In statewide elective executive offices, women didn’t fare much better, holding 24 percent of the 312 available positions, according to the Center for American Women and Politics.
“When women run, they win at the same rate as men. The issue we have is that women aren’t running,” says Erin Loos Cutaro, founder and CEO of She Should Run. “They aren’t being recruited, and when they are they question their qualifications. I am pleasantly surprised and heartened by the number of women who have come over to me and shared that they are thinking of running for office or who want to support those that do. With over 500,000 elected offices in the U.S., women from all types of backgrounds, from all parts of the country, and types of experience need to step up to run.”
Running for public office isn’t the only way that women are stepping up. For the past 10 years, MomsRising has worked to encourage mothers to organize and speak out for public policies that benefit both mothers and the country as a whole. Director Kristin Rowe-Finkbeiner is optimistic about the potential for new advances over the next few years around MomsRising’s key issues, including pay parity, family leave, gun safety, and healthcare.
“The policies that we advocate for boost business and the economy.

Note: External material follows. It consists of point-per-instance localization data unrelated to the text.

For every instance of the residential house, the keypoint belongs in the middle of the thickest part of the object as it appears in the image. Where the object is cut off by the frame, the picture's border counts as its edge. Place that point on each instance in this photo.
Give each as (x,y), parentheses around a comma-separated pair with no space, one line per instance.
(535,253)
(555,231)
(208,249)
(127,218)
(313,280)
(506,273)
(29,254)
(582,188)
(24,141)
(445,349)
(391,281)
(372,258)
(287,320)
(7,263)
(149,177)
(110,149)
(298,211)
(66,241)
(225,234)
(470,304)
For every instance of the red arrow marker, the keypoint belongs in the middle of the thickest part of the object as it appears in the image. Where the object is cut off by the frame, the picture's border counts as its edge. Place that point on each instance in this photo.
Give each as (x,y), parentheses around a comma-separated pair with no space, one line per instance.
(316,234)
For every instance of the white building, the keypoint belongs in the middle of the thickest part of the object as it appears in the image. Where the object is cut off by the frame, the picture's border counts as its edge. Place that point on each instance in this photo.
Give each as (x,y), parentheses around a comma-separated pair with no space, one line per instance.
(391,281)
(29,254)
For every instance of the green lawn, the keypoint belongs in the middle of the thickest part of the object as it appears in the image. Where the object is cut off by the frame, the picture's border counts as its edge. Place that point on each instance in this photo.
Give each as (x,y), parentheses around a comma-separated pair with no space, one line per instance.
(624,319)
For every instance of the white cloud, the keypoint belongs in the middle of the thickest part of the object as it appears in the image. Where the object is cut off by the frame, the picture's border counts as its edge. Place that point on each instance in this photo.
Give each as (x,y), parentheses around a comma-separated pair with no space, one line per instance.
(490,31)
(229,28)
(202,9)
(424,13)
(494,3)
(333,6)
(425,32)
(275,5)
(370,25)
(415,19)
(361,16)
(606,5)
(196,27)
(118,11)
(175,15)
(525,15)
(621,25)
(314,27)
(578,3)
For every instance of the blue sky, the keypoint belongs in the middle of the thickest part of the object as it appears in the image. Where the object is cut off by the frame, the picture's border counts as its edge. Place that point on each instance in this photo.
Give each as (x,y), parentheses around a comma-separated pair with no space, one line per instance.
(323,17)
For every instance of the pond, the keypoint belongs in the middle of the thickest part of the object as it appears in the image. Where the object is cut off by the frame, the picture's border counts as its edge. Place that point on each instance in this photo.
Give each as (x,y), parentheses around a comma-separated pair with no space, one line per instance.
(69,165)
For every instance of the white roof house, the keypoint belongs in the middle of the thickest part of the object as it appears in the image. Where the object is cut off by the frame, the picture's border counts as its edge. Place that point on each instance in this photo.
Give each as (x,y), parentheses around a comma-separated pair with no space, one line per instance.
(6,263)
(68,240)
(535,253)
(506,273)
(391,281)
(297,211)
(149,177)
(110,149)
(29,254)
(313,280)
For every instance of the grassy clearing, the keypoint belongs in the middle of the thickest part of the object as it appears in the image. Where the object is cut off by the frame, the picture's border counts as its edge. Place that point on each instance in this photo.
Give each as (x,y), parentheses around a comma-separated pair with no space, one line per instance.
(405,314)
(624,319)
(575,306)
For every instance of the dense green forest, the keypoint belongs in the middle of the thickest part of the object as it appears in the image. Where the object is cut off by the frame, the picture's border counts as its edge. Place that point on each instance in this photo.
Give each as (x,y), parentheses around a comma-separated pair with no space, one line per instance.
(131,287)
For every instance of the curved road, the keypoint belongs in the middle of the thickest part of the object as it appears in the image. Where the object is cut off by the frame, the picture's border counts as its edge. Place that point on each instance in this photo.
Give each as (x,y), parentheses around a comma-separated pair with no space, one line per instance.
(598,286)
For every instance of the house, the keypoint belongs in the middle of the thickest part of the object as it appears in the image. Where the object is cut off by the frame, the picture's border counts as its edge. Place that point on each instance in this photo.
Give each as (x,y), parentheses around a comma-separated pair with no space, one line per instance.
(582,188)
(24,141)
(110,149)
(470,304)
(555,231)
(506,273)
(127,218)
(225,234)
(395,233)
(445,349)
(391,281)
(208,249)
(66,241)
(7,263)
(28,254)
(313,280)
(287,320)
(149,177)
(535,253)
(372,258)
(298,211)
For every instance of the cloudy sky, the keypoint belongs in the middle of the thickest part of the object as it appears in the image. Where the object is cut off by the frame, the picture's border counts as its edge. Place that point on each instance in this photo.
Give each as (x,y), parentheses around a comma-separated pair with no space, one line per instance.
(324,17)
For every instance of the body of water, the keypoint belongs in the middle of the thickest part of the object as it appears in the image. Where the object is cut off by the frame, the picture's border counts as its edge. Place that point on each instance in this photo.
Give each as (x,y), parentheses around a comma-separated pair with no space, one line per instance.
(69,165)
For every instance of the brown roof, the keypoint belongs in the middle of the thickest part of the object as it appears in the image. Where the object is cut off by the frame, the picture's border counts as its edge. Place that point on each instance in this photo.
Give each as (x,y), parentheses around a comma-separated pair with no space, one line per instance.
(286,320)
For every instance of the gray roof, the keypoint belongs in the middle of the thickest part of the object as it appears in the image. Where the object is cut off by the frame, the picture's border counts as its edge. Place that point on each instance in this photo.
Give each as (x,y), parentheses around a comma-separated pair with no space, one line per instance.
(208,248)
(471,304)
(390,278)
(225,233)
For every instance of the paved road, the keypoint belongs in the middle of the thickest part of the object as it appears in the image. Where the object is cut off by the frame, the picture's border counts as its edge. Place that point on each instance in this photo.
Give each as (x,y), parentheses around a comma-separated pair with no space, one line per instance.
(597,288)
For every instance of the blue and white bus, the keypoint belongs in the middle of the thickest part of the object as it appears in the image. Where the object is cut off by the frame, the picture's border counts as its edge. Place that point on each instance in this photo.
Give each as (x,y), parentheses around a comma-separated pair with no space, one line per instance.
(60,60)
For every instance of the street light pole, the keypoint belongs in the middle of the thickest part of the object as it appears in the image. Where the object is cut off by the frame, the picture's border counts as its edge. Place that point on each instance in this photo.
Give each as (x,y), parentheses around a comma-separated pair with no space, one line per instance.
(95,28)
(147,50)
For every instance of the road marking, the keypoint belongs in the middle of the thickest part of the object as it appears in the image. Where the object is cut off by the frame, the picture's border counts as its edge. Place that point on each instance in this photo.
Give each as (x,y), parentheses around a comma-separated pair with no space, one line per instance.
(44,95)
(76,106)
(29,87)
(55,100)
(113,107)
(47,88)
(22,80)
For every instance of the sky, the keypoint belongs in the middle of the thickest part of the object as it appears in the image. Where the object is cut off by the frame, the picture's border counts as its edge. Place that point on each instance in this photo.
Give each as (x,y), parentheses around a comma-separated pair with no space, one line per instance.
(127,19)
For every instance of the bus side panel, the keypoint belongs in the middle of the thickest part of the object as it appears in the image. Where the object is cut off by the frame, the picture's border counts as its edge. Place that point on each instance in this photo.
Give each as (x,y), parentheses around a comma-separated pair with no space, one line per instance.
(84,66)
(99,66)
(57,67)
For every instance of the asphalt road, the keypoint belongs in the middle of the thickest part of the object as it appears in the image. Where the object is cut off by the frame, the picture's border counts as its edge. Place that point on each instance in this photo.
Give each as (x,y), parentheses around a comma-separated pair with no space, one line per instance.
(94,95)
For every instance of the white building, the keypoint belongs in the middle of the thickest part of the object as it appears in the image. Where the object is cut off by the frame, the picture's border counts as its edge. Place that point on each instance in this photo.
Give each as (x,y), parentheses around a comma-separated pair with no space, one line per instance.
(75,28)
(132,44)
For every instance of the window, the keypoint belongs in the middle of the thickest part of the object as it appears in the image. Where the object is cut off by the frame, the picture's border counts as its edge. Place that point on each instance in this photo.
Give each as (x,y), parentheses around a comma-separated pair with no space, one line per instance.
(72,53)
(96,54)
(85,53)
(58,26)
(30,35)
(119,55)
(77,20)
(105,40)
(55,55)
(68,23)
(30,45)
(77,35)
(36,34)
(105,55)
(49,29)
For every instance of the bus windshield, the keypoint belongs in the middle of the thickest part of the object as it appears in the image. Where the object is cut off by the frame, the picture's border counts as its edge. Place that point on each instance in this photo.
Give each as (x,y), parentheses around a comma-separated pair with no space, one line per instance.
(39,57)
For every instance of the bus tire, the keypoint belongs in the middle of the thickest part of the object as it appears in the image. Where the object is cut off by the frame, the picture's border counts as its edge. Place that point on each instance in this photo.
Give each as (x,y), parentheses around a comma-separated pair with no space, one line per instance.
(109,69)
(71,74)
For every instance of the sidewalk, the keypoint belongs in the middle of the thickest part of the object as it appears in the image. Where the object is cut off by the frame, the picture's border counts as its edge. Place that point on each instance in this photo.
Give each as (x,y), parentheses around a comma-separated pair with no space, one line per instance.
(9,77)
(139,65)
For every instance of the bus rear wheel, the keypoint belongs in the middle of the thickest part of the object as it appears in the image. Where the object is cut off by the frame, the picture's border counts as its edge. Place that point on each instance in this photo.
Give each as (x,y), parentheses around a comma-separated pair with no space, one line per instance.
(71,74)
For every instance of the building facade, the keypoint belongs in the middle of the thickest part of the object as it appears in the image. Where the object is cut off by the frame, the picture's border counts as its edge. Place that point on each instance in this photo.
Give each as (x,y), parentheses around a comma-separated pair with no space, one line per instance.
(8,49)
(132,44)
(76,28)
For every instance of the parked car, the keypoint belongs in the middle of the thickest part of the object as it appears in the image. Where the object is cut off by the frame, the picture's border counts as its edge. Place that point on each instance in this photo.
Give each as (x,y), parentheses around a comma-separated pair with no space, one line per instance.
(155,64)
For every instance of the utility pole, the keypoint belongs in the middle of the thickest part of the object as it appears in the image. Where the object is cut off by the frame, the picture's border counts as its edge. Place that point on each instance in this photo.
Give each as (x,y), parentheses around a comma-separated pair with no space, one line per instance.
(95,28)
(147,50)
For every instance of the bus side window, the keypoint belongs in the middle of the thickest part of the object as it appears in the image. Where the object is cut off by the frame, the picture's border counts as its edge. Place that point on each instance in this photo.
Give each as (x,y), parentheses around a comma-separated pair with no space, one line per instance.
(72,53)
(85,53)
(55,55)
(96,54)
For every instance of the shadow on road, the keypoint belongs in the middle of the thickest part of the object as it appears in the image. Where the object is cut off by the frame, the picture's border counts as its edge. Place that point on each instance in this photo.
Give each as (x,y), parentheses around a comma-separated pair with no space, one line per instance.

Our economy is hurting because we don’t have these policies in place,” she said, noting that MomsRising already has more than one million members. “We are stepping forward and doubling down and we are focusing on cities and states where we know we can make advances. We have our eye on national change and are gaining massive momentum on these policy areas. The writing is on the wall and it’s not a question of if but when.”
For her part, Manning is now considering running for a position in local government in her home state of New Jersey. She has already started networking and connecting with local politicians and former state legislators.
It’s a strategy that Alyson Higgins knows well as the director of fundraising for Rep. Elise Stefanik, R-NY, the youngest woman ever elected to Congress.
“The women that won have been inspiring to me and it’s been exciting watching their journeys,” said Higgins, who thinks that one day she may too run for public office. “The last election taught me that anyone can run for office and that you have to be able to tell your own story. There’s not one way to do things. There’s no right way. [Success can be] based on your passions and how you tell your story.”